1
votes

I have CSV file that appears to be correctly encoded in UTF-8.

   iconv -f UTF-8 file.csv -o /dev/null  # returns 0

When I try to recode the file to cp1250 (tried recode/iconv even Perl), resulting file is encoded in iso-8859-1 - at least according to

   file -i resulting_file.csv
   resulting_file.csv: text/plain; charset=iso-8859-1

Locale setting on the server is

   LANG=en_US.UTF-8
   LC_CTYPE="en_US.UTF-8"
   LC_NUMERIC="en_US.UTF-8"
   LC_TIME="en_US.UTF-8"
   LC_COLLATE="en_US.UTF-8"
   LC_MONETARY="en_US.UTF-8"
   LC_MESSAGES="en_US.UTF-8"
   LC_PAPER="en_US.UTF-8"
   LC_NAME="en_US.UTF-8"
   LC_ADDRESS="en_US.UTF-8"
   LC_TELEPHONE="en_US.UTF-8"
   LC_MEASUREMENT="en_US.UTF-8"
   LC_IDENTIFICATION="en_US.UTF-8"
   LC_ALL=

I can´t figure out why.

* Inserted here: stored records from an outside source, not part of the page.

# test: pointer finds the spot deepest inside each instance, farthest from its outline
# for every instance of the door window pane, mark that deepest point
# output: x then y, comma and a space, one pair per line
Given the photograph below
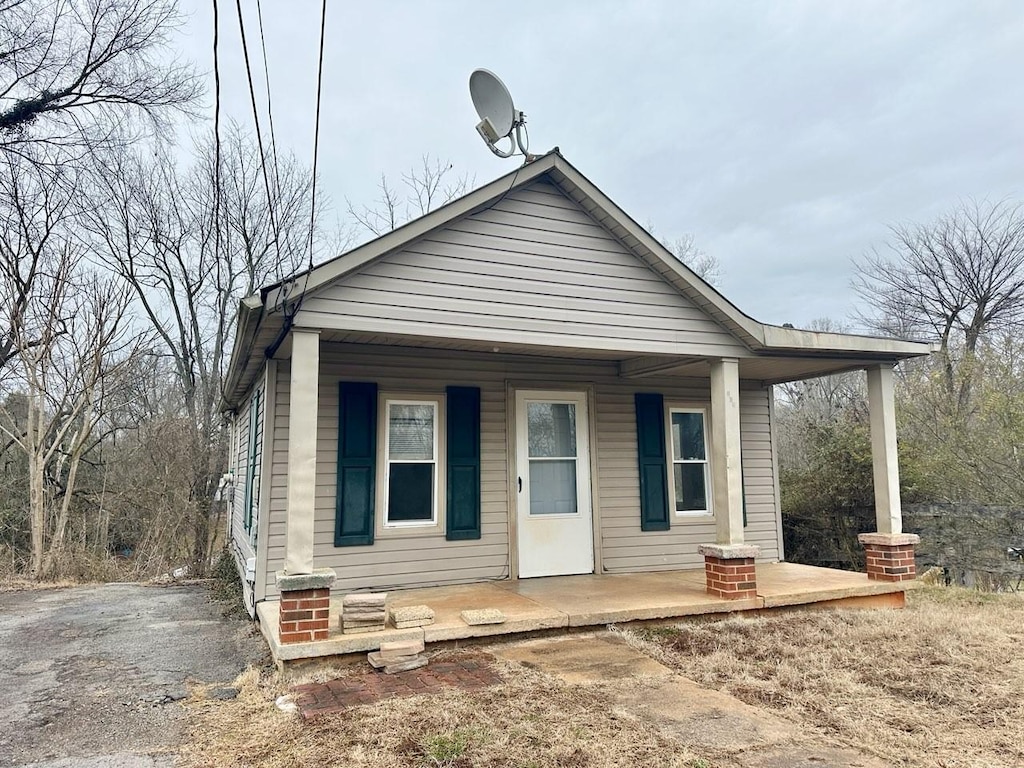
551, 429
687, 436
411, 431
411, 493
691, 488
553, 486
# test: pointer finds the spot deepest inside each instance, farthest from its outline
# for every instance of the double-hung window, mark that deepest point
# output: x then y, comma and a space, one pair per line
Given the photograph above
689, 473
411, 463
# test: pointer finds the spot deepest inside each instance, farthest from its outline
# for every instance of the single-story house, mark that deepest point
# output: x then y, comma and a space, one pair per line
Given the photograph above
523, 383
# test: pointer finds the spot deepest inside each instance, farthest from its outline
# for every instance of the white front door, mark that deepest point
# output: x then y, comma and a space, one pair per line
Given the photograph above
554, 517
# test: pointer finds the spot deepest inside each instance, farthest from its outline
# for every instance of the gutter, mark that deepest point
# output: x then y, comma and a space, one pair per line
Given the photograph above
251, 311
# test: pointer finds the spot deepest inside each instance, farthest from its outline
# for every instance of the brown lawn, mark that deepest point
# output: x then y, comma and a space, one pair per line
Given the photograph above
938, 684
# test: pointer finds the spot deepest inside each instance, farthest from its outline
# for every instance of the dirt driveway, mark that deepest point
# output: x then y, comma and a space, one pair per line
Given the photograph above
91, 676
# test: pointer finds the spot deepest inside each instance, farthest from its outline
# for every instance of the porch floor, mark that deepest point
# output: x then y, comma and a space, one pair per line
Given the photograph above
559, 602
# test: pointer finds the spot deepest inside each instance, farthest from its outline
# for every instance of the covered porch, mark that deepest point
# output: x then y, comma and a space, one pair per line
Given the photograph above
563, 603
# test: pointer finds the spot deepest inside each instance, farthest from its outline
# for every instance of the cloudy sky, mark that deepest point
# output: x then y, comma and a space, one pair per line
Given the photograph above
784, 136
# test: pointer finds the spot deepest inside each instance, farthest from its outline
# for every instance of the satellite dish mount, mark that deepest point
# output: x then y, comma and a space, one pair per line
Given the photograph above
499, 118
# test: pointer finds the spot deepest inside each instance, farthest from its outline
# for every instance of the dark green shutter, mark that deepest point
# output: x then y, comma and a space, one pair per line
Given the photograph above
356, 464
463, 435
653, 468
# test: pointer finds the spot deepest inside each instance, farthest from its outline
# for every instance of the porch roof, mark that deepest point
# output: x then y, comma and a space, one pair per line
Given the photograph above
776, 353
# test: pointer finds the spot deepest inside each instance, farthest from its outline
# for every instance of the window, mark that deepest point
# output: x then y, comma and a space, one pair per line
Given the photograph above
254, 458
689, 474
411, 451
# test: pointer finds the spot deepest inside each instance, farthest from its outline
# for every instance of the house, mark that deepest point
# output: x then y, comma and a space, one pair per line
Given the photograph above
523, 383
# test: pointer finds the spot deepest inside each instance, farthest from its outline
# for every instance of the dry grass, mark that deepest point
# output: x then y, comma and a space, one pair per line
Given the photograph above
939, 684
528, 721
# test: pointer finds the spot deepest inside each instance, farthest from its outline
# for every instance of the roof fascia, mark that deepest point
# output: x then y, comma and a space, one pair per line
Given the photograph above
249, 313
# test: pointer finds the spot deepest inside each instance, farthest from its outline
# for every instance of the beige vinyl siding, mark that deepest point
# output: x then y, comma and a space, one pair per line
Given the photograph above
535, 268
429, 559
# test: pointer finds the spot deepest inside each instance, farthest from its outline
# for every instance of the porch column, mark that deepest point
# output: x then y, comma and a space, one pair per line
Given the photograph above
729, 569
890, 551
305, 592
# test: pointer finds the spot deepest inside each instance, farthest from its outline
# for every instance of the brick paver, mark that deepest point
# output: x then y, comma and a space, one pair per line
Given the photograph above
468, 672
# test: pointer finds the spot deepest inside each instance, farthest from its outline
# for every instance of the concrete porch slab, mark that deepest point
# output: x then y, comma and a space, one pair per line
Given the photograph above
784, 584
521, 613
560, 602
593, 600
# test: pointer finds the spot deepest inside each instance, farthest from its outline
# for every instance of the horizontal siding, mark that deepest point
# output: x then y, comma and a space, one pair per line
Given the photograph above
429, 559
535, 268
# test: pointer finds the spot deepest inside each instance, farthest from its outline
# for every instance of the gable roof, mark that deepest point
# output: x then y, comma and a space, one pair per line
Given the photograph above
261, 322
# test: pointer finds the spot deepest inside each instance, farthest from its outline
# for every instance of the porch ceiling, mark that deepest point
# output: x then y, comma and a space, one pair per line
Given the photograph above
769, 370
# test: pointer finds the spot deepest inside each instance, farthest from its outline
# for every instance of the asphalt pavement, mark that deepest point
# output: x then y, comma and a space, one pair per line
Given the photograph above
92, 677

Any help appreciated, thanks.

1

1 Answers

0
votes

Iso-8895-1, iso-8895-15 and Windows-1252 (CodePage1252) character sets are very similar, only differing by a handful of characters and/or locations. For example, iso-8895-1 doesn't have a euro (€) symbol. Windows-1252 and -15 do, but it's mapped to different bytes.

file uses "magic" lookup to guess the encoding. If the characters that make those character sets differ don't exist in the text, then file can't differentiate between the three.

It certainly sounds like you have some non-ASCII Latin characters but not enough for file to know any difference.

You can rest easy though - your file is compatible with Windows-1252 encoding.